Il releva la tête pour apercevoir Mamie dans l’encadrement de la porte. Il s’attendait à des éclats de voix, mais elle se contenta de lui offrir un petit sourire.

– Aide-moi à tout ramasser.

Sans un mot, il obéit. Ensemble, ils rassemblèrent les chocolats pour les jeter. Mamie collecta avec soin les morceaux du bol, pour la plupart cassés de façon nette. Elle jeta les tous petits débris de céramique, mais alors qu’Amaël lui tendait la poubelle, elle les garda dans sa main.

– Viens avec moi.

Il la suivit à travers la grande maison, jusqu’à arriver dans le garage. La pièce avait été correctement isolée par son père, et il y avait un petit radiateur. Ils ne risquaient pas de prendre froid. Malgré tout, le jeune homme saisit un pull.

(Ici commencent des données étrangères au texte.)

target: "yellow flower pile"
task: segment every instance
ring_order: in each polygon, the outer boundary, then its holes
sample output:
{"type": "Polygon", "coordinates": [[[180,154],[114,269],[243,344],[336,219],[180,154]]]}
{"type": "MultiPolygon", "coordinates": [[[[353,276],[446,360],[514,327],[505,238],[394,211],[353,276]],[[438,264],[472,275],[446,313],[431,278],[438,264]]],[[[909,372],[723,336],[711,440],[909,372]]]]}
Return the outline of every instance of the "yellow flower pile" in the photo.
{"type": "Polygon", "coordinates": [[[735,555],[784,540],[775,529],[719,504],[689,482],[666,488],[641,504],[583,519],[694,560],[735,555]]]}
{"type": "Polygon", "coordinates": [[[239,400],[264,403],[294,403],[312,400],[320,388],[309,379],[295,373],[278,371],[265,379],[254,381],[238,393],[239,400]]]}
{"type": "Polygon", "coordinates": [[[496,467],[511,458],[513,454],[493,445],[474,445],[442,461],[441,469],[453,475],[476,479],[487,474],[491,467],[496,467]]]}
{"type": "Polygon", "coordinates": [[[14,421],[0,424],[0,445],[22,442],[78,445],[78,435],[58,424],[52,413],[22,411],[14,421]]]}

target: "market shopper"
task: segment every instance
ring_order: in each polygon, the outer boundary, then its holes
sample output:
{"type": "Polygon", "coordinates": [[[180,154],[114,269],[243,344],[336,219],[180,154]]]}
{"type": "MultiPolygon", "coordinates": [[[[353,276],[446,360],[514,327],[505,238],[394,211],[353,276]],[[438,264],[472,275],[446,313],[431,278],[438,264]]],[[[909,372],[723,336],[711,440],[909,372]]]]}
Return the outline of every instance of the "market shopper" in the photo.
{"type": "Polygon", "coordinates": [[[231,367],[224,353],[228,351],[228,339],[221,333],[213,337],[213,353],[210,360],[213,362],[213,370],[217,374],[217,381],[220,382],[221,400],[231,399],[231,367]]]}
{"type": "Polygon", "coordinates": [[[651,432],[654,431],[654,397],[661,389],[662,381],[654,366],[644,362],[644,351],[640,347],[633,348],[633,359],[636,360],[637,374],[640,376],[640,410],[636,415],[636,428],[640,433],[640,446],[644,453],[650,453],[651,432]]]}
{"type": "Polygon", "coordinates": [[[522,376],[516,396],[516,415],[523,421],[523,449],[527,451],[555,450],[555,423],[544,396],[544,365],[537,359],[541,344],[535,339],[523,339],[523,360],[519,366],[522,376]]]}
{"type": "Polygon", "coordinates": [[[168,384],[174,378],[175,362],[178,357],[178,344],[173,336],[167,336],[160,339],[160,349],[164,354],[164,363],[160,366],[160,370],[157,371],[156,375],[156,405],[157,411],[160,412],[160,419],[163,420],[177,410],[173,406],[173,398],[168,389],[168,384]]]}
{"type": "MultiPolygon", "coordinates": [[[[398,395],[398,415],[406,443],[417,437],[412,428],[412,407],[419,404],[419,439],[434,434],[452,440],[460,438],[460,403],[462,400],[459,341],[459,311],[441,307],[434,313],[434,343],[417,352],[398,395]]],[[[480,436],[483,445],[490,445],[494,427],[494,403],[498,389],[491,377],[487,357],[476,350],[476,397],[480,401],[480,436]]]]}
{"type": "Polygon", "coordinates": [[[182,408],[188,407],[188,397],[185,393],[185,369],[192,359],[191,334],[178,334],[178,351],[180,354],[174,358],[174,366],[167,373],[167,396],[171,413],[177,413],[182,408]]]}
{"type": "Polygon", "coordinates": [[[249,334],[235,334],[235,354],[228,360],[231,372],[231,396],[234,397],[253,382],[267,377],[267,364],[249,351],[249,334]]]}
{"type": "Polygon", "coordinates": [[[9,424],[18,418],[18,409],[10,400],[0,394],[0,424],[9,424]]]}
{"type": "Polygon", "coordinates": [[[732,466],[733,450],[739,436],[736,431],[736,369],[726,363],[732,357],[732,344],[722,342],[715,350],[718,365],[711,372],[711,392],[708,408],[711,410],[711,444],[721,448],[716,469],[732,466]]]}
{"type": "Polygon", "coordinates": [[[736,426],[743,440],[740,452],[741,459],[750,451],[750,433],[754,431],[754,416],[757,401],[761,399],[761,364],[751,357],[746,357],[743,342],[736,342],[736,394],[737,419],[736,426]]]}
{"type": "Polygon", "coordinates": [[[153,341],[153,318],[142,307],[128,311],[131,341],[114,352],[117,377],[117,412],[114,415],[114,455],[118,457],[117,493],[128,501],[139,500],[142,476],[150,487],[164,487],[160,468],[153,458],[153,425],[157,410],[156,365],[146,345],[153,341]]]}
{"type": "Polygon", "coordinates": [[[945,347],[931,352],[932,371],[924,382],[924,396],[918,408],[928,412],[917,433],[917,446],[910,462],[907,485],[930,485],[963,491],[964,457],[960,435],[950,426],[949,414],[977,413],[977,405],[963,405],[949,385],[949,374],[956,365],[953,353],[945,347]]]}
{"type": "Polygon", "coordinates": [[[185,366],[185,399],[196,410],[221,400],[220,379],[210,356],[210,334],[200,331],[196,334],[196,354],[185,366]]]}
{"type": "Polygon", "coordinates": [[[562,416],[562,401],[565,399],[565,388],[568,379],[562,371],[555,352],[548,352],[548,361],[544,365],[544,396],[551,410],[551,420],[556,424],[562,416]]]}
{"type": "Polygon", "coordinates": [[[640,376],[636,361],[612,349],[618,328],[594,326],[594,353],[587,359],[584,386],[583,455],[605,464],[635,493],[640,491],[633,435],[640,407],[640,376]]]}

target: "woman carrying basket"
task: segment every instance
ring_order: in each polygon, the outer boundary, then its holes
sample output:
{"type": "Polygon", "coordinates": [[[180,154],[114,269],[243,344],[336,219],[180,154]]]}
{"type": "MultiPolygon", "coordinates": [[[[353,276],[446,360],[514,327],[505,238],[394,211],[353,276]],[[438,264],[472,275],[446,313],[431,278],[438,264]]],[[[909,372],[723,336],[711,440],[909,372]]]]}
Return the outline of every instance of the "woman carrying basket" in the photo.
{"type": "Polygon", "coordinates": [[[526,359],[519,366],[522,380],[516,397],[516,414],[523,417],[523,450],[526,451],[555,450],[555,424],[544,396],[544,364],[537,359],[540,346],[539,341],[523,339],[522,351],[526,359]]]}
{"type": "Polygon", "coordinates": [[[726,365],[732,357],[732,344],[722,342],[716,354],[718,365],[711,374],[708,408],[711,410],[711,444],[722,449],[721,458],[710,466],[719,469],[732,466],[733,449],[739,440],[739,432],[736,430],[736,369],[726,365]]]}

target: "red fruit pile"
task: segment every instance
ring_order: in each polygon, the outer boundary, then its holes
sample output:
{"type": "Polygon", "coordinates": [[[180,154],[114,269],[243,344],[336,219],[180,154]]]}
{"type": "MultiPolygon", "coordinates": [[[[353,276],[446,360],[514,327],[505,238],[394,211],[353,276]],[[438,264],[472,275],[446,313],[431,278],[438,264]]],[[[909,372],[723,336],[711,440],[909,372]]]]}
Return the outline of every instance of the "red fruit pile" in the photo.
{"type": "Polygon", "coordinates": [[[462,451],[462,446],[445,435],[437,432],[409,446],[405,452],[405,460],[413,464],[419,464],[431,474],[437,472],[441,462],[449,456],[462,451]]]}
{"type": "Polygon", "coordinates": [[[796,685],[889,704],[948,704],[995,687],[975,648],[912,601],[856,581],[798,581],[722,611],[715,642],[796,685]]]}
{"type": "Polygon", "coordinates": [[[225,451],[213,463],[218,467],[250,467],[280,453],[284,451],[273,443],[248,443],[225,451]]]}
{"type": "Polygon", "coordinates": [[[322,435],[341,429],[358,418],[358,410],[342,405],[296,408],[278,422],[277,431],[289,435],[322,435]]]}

Mamie fit de la place sur son atelier avant d’y déposer les morceaux de verre. Sans parler, elle commença à arranger l’espace de travail. Lampes, outils, et des boîtes qu’Amaël n’identifia pas. Puis elle s’assit, et le cœur du jeune homme se réchauffa un peu à cette vision. Il l’avait tant vue dans son enfance travailler devant son établi. Petit, il prenait un pouf pour s’asseoir à côté d’elle. Ils mettaient de la musique, et ils passaient des heures là, rien que tous les deux.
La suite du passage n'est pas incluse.